The API layer local LLMs were missing
PrivateGPT turns a raw local model server into a Claude-compatible application backend with RAG, tools, and citations.

What it does
PrivateGPT sits between your app and any OpenAI-compatible local inference server (Ollama, vLLM, etc.) to provide the higher-level primitives actual products need: document ingestion, retrieval with citations, tool use, database querying, CSV analysis, web search, MCP connectors, and async workflows. It exposes a Claude API-compatible interface so you can build private AI features without touching cloud APIs.
The interesting bit
The project explicitly refuses to be “yet another chat UI.” It is API-first, with a lightweight workbench UI included only for testing.
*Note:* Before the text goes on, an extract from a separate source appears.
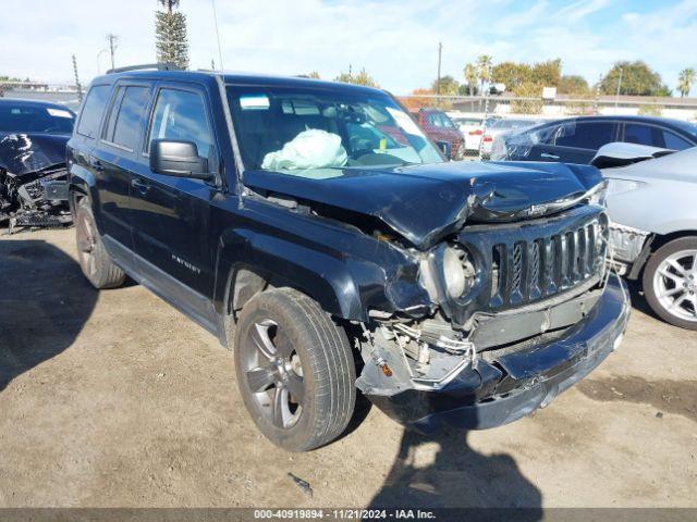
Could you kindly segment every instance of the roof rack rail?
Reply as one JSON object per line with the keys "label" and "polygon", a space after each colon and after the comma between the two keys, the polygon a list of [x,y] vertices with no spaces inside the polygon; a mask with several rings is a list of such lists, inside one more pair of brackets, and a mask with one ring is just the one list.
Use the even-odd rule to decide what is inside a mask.
{"label": "roof rack rail", "polygon": [[157,71],[181,71],[182,70],[182,67],[178,66],[173,62],[161,62],[161,63],[144,63],[143,65],[129,65],[126,67],[114,67],[107,71],[107,74],[126,73],[129,71],[143,71],[147,69],[155,69]]}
The architecture is deliberately decoupled: FastAPI routers call services that depend on LlamaIndex abstractions, not concrete implementations, so swapping LLMs, embeddings, or vector stores is meant to be mechanical.
Key highlights
- Claude API-compatible messages, streaming, token counting, and tool use
- Built-in RAG pipeline: ingestion, chunking, embedding, retrieval with citations
- Database querying and CSV/tabular analysis without custom tool wiring
- MCP support for connecting external agent capabilities
- Primordial branch preserves the original 2023 educational version for reference
Caveats
- Prompt caching and OAuth/organizations are explicitly not supported per the compatibility matrix
- “Skills” support is marked basic/early; vision and structured outputs depend on your chosen model
- The README warns it is updated less frequently than the external documentation site
Verdict
Worth a look if you are building a private AI backend and want to skip reimplementing RAG, citations, and tool plumbing. Skip it if you just need a drop-in chat interface—Open WebUI or Onyx already solve that.